As pointed out in a previous post, we should pay attention to Turkey because it is so special and so different than our preconceptions of what the world is and how it works. It is certainly a democracy today, but has not always been, and not quite what we think of as a democracy. It is certainly a Muslim country, but has not always been, and not quite what we think of as a Muslim country.

Whether Prime Minister Erdogan has been too long in office, whether he is taking Turkey in directions that defy many citizens and the ideals of Ataturk, whether he is truly a democrat, are things to be determined.

It is clear that he has crossed the line between firm response and heavy-handed overreach. It is clear that he is facing the quandary of all reformers, real or putative: your practice of reform is never the only game in town, and others have very different ideas. Most of all, Erdogan, like many leaders, seems to have no idea what he is dealing with, so he is under the impression that power is always the trump card.

He is half right. Power is always the trump card, but it is hard to know exactly which kind of power you are talking about or having to deal with. Is one man standing a power? What about a thousand people, or a million? History tells us that you can jail the thousands and even kill the millions. But as long as there are witnesses, might still is forced to co-exist with right, even when might wins.
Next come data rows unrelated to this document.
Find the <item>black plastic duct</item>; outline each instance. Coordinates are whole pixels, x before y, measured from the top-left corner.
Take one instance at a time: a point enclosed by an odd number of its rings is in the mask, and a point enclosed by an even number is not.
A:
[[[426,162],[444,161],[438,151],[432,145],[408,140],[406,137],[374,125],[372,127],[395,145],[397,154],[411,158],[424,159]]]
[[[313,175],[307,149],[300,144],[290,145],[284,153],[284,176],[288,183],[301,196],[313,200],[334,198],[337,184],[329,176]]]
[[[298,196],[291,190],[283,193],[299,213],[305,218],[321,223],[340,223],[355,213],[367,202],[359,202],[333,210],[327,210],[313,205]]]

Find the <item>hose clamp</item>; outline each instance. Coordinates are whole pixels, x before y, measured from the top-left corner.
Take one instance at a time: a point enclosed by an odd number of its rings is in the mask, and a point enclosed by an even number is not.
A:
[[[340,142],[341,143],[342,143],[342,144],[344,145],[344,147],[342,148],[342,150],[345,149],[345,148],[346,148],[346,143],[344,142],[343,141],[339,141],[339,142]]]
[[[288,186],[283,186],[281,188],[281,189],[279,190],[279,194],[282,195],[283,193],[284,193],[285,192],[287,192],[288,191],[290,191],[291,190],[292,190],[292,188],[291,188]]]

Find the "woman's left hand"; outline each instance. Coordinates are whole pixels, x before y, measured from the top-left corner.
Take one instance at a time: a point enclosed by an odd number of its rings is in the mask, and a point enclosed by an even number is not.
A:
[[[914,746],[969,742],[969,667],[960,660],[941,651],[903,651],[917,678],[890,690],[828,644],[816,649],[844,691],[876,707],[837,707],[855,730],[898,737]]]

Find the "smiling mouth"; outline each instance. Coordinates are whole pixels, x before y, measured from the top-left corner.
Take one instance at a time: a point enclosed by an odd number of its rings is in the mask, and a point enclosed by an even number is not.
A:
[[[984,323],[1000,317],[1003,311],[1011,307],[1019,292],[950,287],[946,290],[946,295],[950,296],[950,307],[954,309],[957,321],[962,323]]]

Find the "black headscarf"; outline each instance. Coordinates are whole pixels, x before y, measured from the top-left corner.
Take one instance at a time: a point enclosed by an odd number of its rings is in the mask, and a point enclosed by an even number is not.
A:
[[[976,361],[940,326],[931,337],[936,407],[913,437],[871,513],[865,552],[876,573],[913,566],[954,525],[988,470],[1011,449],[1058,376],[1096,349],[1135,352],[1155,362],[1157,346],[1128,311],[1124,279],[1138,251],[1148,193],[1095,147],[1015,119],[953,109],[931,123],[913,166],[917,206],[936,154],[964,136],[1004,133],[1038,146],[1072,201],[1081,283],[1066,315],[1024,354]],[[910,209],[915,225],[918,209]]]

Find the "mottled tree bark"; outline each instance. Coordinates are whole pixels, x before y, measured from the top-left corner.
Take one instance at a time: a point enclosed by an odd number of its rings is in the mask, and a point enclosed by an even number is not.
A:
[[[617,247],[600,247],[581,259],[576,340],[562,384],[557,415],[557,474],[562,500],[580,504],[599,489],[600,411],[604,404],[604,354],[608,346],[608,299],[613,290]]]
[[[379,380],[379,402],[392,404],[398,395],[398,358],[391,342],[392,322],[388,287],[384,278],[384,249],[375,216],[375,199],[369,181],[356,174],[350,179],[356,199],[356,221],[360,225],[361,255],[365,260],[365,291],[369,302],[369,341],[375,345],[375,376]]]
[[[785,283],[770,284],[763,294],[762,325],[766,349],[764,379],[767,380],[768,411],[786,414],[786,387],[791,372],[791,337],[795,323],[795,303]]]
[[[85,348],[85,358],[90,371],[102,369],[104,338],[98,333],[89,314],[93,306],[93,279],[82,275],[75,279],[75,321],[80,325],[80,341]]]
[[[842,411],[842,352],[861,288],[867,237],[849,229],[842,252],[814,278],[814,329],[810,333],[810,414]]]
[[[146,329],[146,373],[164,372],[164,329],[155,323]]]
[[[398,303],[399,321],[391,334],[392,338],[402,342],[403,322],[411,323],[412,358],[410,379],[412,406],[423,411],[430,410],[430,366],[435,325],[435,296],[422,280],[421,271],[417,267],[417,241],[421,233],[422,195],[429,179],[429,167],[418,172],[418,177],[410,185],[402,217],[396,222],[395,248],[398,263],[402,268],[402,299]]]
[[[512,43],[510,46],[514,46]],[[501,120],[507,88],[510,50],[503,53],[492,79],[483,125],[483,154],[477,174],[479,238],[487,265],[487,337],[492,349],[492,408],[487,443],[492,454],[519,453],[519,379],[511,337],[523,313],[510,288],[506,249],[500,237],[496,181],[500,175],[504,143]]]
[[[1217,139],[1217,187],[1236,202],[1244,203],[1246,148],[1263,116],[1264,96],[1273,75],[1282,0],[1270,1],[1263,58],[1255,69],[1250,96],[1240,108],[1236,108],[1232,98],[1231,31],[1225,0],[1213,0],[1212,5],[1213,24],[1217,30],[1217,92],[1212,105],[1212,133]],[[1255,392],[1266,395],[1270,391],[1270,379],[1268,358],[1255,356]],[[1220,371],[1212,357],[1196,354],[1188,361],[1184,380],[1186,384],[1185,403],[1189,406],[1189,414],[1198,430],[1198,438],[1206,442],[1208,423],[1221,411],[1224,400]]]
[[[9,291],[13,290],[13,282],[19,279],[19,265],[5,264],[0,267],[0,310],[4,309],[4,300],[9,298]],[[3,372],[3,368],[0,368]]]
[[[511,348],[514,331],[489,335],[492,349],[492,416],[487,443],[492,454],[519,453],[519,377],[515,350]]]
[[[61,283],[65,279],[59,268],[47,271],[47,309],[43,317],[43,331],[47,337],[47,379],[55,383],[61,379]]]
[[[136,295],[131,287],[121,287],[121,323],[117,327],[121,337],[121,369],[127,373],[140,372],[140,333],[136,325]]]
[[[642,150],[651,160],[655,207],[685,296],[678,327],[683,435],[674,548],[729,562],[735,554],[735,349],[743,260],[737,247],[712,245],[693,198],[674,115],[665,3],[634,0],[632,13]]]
The difference between witnessing and watching is a fine line. As this spreads, we will see if the media have the courage to cover a bunch of people just standing still. The media seem to like their reality shows with a little more action. Fortunately, the people’s media, the social media, may have more tolerance and a longer attention span. If you look long enough, standing still starts looking like moving forward, and that gets people really excited. It is how for millennia, from Christian origins through Gandhi through the civil right movement and on and on, nothing seemed to turn into something—because it was always something.

It was a standing man, that would not be moved.